Houses were painted, mortgages were lifted, taxes paid, monuments erected, roadways laid out, books furnished, trees planted, ditches dug, bathrooms installed, swamps drained, bridges built, in hundreds of instances.

This is not philanthropy of a high order, perhaps, but Rogers hated both the words "charitable" and "philanthropic" as applied to himself. All he claimed to be was a businessman who paid his debts and who tried to make others pay theirs. The people he helped were the people he knew, or had known, and they were folks who had helped him. He never forgot a benefit—nor a wrong. He was a very human individual. To give to a person where the account is not balanced by a mutual service is, probably, to add an enemy to your list. You have uncovered the weakness of your man—he is an incompetent—and he will never forgive you for making the discovery.

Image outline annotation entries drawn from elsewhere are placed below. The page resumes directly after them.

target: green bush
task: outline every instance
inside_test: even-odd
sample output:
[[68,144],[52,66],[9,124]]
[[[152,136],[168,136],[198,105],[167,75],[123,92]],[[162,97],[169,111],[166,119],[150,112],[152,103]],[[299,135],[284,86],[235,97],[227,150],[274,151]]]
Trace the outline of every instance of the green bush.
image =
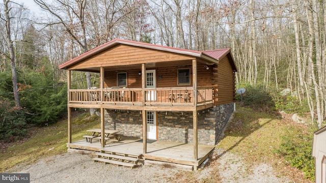
[[23,110],[17,109],[0,98],[0,139],[14,141],[27,136],[27,124]]
[[314,181],[315,164],[312,156],[313,132],[316,128],[310,127],[306,131],[295,127],[282,136],[282,143],[277,152],[286,163],[305,173],[306,178]]

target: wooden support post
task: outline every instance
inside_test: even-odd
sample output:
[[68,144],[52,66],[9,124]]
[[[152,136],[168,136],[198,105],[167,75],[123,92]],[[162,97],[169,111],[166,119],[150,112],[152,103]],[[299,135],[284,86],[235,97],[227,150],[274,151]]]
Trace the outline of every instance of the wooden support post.
[[147,111],[143,110],[143,150],[144,154],[147,152],[147,119],[146,113]]
[[71,143],[71,108],[68,107],[68,143]]
[[100,68],[100,88],[101,88],[101,93],[100,94],[100,101],[101,104],[103,104],[104,95],[103,93],[103,88],[104,87],[104,68],[101,67]]
[[142,110],[142,118],[143,118],[143,153],[147,152],[147,111],[144,109],[145,106],[145,102],[146,100],[146,94],[145,92],[145,81],[146,80],[146,68],[145,64],[142,64],[142,94],[143,96],[142,105],[143,109]]
[[145,64],[142,64],[142,94],[143,96],[143,100],[142,100],[142,106],[144,107],[145,106],[145,80],[146,79],[146,76],[145,76],[146,73],[146,68],[145,67]]
[[105,139],[104,139],[105,137],[105,124],[104,124],[104,109],[102,107],[100,108],[101,110],[101,142],[102,142],[101,145],[102,145],[102,147],[104,147],[105,146]]
[[193,111],[193,120],[194,126],[194,160],[197,161],[198,158],[198,130],[197,130],[197,60],[193,60],[193,86],[194,87],[193,100],[195,105],[195,110]]
[[70,101],[70,92],[69,90],[71,87],[71,71],[70,70],[67,71],[67,109],[68,109],[68,143],[71,143],[71,108],[69,107],[69,101]]

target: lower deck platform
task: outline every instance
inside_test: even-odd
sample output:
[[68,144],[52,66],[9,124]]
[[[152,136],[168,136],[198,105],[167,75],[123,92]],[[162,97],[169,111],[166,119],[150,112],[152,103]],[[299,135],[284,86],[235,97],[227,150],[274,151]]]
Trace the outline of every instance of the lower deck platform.
[[198,158],[194,159],[194,145],[156,140],[147,140],[147,152],[143,154],[143,140],[124,137],[120,141],[108,139],[104,147],[102,147],[97,139],[92,143],[80,140],[68,143],[71,148],[89,150],[99,152],[107,152],[126,156],[143,158],[150,160],[193,166],[194,169],[206,160],[214,146],[198,145]]

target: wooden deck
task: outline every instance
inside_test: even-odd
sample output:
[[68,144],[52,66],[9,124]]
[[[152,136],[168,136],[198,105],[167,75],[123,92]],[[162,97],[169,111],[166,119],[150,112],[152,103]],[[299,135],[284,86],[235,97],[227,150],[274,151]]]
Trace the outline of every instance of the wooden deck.
[[148,140],[147,153],[143,154],[142,139],[124,137],[119,142],[109,139],[104,148],[97,139],[92,143],[80,140],[67,144],[69,148],[113,152],[127,156],[143,158],[145,160],[159,161],[198,167],[206,160],[214,146],[198,145],[198,158],[194,160],[194,146],[192,143]]

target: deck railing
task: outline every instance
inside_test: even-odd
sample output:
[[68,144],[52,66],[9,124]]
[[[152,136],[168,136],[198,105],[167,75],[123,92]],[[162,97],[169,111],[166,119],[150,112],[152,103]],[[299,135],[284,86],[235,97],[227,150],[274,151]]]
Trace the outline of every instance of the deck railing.
[[[142,105],[143,91],[146,105],[194,105],[193,87],[128,88],[70,89],[71,103],[95,103],[113,105]],[[197,88],[197,104],[213,101],[212,87]]]

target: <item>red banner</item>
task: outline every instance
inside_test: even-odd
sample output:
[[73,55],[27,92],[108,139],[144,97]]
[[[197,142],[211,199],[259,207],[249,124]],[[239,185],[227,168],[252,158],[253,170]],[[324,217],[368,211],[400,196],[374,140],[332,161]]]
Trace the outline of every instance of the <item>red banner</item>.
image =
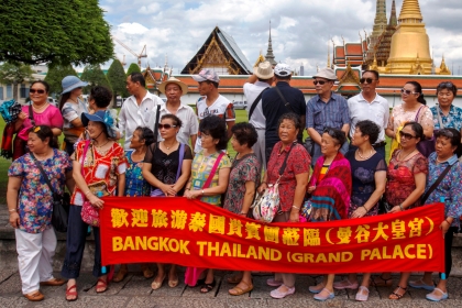
[[102,264],[283,273],[443,272],[444,205],[318,223],[262,223],[186,198],[105,198]]

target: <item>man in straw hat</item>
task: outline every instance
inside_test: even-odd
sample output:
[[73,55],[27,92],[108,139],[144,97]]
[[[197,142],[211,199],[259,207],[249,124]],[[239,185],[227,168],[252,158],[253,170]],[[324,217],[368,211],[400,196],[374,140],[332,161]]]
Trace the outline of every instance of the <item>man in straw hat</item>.
[[[285,63],[278,63],[274,67],[276,86],[265,91],[262,96],[263,114],[266,118],[265,146],[266,163],[270,160],[273,146],[279,141],[278,121],[280,116],[293,112],[300,117],[300,123],[305,127],[306,102],[304,94],[290,87],[292,68]],[[298,141],[301,142],[304,133],[300,130]]]
[[164,103],[158,96],[146,90],[146,82],[141,73],[127,77],[127,89],[132,95],[122,105],[119,113],[121,138],[125,136],[124,150],[130,148],[133,132],[138,127],[154,130],[157,106]]
[[[217,116],[227,122],[228,140],[232,136],[231,129],[235,123],[234,107],[229,99],[218,92],[220,77],[211,69],[205,68],[198,75],[193,75],[198,85],[199,95],[201,96],[196,102],[196,113],[201,121],[209,116]],[[196,141],[195,152],[198,153],[202,148],[200,140]]]
[[[337,80],[332,68],[322,68],[312,76],[317,96],[307,103],[307,131],[312,140],[311,166],[321,156],[321,135],[326,128],[342,130],[345,135],[350,130],[350,111],[346,100],[332,91]],[[349,144],[345,142],[340,152],[345,154]]]
[[[194,146],[199,130],[199,121],[194,109],[186,103],[182,103],[180,100],[182,96],[188,92],[188,86],[182,80],[170,77],[158,86],[158,90],[167,97],[167,102],[161,106],[161,118],[167,113],[178,117],[183,124],[176,139],[184,144],[188,144],[190,139],[191,146]],[[157,136],[157,140],[162,140],[161,135]]]
[[263,114],[262,95],[271,88],[274,81],[274,70],[271,63],[265,61],[253,68],[253,75],[244,84],[244,96],[248,100],[249,123],[251,123],[258,134],[258,140],[252,146],[258,162],[266,167],[265,155],[265,129],[266,118]]

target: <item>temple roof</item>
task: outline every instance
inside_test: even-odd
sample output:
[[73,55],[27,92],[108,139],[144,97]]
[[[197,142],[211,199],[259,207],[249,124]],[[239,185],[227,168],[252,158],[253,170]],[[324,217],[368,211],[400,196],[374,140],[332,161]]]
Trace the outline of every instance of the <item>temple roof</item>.
[[215,55],[215,61],[218,59],[221,62],[220,64],[222,66],[229,67],[229,75],[252,74],[252,65],[244,56],[241,48],[239,48],[234,38],[218,26],[213,29],[196,55],[186,64],[182,74],[198,73],[201,69],[205,58],[209,55],[209,46],[216,44],[218,44],[220,55]]

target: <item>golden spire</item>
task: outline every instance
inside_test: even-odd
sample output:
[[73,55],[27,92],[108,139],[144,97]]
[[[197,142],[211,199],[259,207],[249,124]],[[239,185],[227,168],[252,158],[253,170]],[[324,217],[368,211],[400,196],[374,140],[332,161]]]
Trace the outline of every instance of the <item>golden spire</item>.
[[419,0],[404,0],[398,18],[399,23],[416,23],[416,20],[418,23],[424,20],[420,13]]

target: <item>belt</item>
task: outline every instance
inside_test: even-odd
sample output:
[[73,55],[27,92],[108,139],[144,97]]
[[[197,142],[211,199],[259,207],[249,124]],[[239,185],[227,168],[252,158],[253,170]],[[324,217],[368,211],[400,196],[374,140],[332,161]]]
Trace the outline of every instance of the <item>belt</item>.
[[382,146],[385,146],[385,145],[386,145],[386,142],[385,141],[382,141],[382,142],[378,142],[378,143],[374,143],[372,146],[374,148],[377,148],[377,147],[382,147]]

When H. H. Rogers paid off Mark Twain's indebtedness to the tune of ninety thousand dollars, he did not scratch a poet and find an ingrate. What he actually discovered was a philosopher and a prophet without a grouch.

Somewhere I have said that there were only two men in America who could be safely endowed. One is Luther Burbank and the other Booker T. Washington. These men have both made the world their debtors. They are impersonal men—sort of human media through which Deity is creating. They ask for nothing: they give everything.

Mark Twain belongs in the same select list. The difference between Mark Twain and Luther Burbank is this: Mark hoes his spiritual acreage in bed, while Luther Burbank works in the garden. Luther produces spineless cacti, while Mark gives spineless men a vertebra. Mark makes us laugh, in order that he may make us think.